Creating a Real-World Dataset Simulating Organized Crime Communication

The ROXANNE project is developing a cutting-edge solution to help Law Enforcement Agencies (LEAs) perform extremely efficient investigations through sophisticated use of biometric technologies (such as Phonexia Voice Biometrics), automatic speech recognition, and large-data processing automation—all within the boundaries of a privacy-first legal framework. The last-mentioned point, however, also means a significant challenge for the evaluation of the ROXANNE solution itself. How can one evaluate the solution’s performance in the real world if there is limited real-world data to be used due to privacy, GDPR, and other ethical constraints? This is where the ROXANNE’s unique evaluation dataset comes in.

As the ROXANNE platform’s promise is to offer actionable intelligence based on the automated analysis of multiple sources of information, including audio, video, and text, the solution’s testing requires a very intricate set of evaluation data, closely reassembling the real-world scenarios.

Obtaining such complex data would be a difficult task by itself, but when you add to it the strict nature of data privacy policies and the European Union’s GDPR legislation, this task becomes very challenging to achieve.

Therefore, the ROXANNE project’s consortium decided to create its own evaluation dataset that would be as close to the real world as possible.

Not only would this dataset be helpful for evaluation purposes, but it would also be extremely useful for the demonstration of the solution’s capabilities to Law Enforcement Agencies.

ROXSD: a Dataset Simulating Organized Crime Communication

After extensive discussions, it became obvious that the only way to create such a dataset was by starting from scratch. The primary focus of the dataset’s recordings was on the telephone conversations intercepted legally via law enforcement means.
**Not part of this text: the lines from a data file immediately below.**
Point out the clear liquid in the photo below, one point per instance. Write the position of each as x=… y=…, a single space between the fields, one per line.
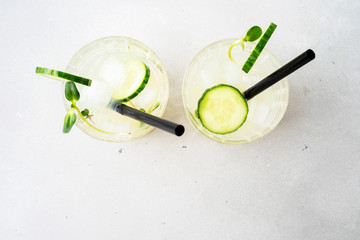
x=212 y=66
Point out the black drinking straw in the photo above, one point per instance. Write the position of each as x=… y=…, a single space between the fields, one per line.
x=279 y=74
x=149 y=119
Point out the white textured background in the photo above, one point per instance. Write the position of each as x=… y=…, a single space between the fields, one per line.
x=302 y=181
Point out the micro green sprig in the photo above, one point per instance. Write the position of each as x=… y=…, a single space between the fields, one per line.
x=253 y=34
x=72 y=95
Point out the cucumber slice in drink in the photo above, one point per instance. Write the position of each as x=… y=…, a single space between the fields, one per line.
x=62 y=76
x=137 y=76
x=258 y=48
x=222 y=109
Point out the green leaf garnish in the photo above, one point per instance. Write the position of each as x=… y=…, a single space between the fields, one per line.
x=85 y=112
x=69 y=121
x=154 y=107
x=253 y=34
x=71 y=92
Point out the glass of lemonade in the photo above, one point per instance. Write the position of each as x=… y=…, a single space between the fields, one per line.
x=111 y=63
x=212 y=66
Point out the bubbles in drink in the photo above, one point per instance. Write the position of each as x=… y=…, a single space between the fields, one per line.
x=112 y=70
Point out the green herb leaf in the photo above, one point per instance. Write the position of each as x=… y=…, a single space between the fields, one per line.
x=253 y=34
x=69 y=121
x=71 y=92
x=85 y=112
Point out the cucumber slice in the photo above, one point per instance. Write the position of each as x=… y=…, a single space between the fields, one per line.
x=258 y=48
x=62 y=76
x=137 y=76
x=222 y=109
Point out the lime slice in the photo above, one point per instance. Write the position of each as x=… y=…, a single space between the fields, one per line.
x=137 y=76
x=258 y=48
x=62 y=76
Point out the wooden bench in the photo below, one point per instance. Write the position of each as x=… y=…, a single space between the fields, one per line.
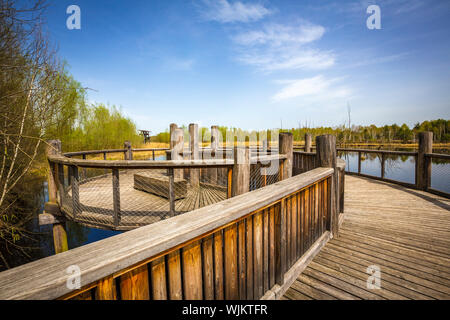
x=159 y=185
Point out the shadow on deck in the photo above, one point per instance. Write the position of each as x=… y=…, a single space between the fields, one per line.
x=404 y=233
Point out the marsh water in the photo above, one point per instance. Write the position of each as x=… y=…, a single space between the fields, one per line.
x=401 y=168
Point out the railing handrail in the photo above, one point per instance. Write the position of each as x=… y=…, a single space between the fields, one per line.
x=140 y=164
x=148 y=149
x=80 y=153
x=404 y=153
x=47 y=278
x=438 y=156
x=162 y=164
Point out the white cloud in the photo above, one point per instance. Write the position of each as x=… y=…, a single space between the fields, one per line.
x=278 y=35
x=281 y=47
x=288 y=59
x=317 y=86
x=224 y=11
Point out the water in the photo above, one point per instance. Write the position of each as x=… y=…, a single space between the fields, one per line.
x=399 y=168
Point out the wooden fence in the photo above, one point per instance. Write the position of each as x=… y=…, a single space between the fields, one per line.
x=248 y=247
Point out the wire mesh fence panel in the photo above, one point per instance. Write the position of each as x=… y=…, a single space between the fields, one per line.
x=400 y=168
x=129 y=198
x=351 y=160
x=440 y=175
x=371 y=164
x=262 y=175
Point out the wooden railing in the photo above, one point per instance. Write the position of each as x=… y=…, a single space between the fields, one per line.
x=306 y=161
x=423 y=158
x=67 y=182
x=248 y=247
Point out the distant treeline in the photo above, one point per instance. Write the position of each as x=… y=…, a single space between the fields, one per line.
x=355 y=134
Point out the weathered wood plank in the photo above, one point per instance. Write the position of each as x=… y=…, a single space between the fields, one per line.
x=158 y=275
x=134 y=284
x=173 y=261
x=192 y=271
x=218 y=266
x=208 y=268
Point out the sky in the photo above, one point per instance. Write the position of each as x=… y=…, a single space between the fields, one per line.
x=260 y=64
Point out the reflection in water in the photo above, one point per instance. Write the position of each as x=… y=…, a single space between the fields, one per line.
x=399 y=167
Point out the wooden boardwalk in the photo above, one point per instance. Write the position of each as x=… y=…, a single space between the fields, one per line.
x=405 y=232
x=138 y=207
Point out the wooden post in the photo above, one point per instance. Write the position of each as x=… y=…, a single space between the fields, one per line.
x=308 y=142
x=214 y=152
x=326 y=157
x=280 y=242
x=229 y=181
x=359 y=162
x=84 y=169
x=171 y=192
x=423 y=163
x=286 y=146
x=241 y=171
x=173 y=127
x=104 y=158
x=194 y=174
x=75 y=180
x=53 y=148
x=129 y=152
x=177 y=149
x=54 y=180
x=116 y=196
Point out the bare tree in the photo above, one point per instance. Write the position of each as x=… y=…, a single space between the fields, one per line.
x=31 y=88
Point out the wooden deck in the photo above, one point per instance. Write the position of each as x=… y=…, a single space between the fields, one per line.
x=405 y=232
x=137 y=207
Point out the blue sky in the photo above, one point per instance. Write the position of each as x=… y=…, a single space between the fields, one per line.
x=257 y=64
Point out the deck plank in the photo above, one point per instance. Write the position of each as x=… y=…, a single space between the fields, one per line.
x=403 y=231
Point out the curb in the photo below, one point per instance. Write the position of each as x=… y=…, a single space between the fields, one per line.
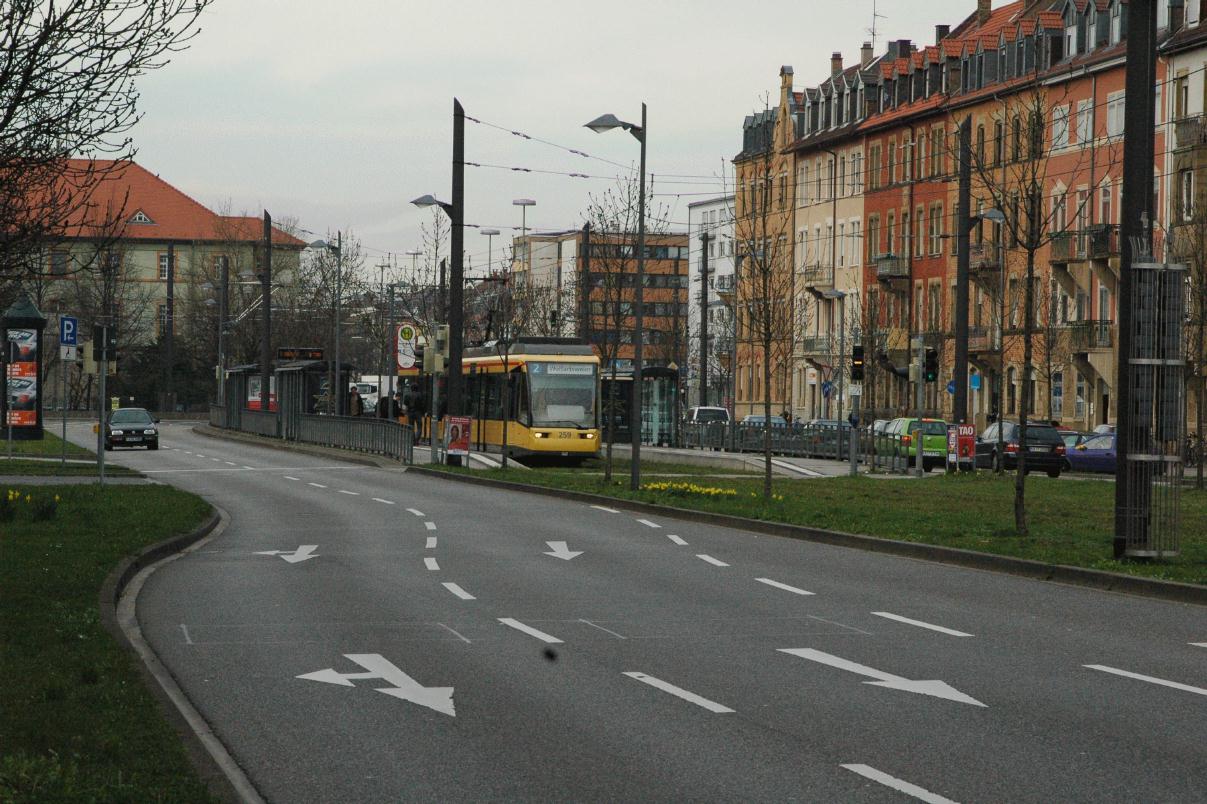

To include the aspect of a real-world investigation, the ROXANNE simulated dataset’s (ROXSD) audio recordings are based on the following three fictional cases (inspired by real cases), investigated separately by the Prague anti-drug unit of the Czech Police:

A Drug Distribution Case A

A university student in Prague (Kryštof) is suspected of selling drugs. The police wiretapped two of his mobile phones to get more information about his contacts and a dealer. Most of the communication occurs at the point where the drugs change hands, and, typically, they all speak in Czech or Slovak. The police decide to wiretap three of Kryštof’s contacts, one of them being a Russian (Sergej) who speaks to him in English. During one call, Sergej talks to another Russian who reveals his ties to Kryštof, and the police, therefore, decide to wiretap his phone as well, which then results in the interception of the information about a drug delivery to London.

A Drug Lab Case

In this case, the police suspect two Vietnamese (Tuấn and Hoàng) of dealing large quantities of drugs and that Hoàng may have a production site. Their phones are wiretapped, revealing that they speak mostly Vietnamese, call each other multiple times, and talk to a few other Vietnamese contacts. During one call, however, Tuấn has an English conversation with an unknown individual, discussing a large delivery of drugs.

A Drug Distribution Case B

In this third case, the police investigate an Austrian student Max who studies at Charles University. They suspect him of distributing drugs in Prague’s city center. His wiretapped phone reveals he speaks German and English and is in contact with several unknown individuals.

As you can see from all three scenarios above, the audio recordings in the ROXSD are designed to contain a great variety of conversations related to real-world organized crime.

What is not so obvious is the scope of work necessary to record all these fictional conversations.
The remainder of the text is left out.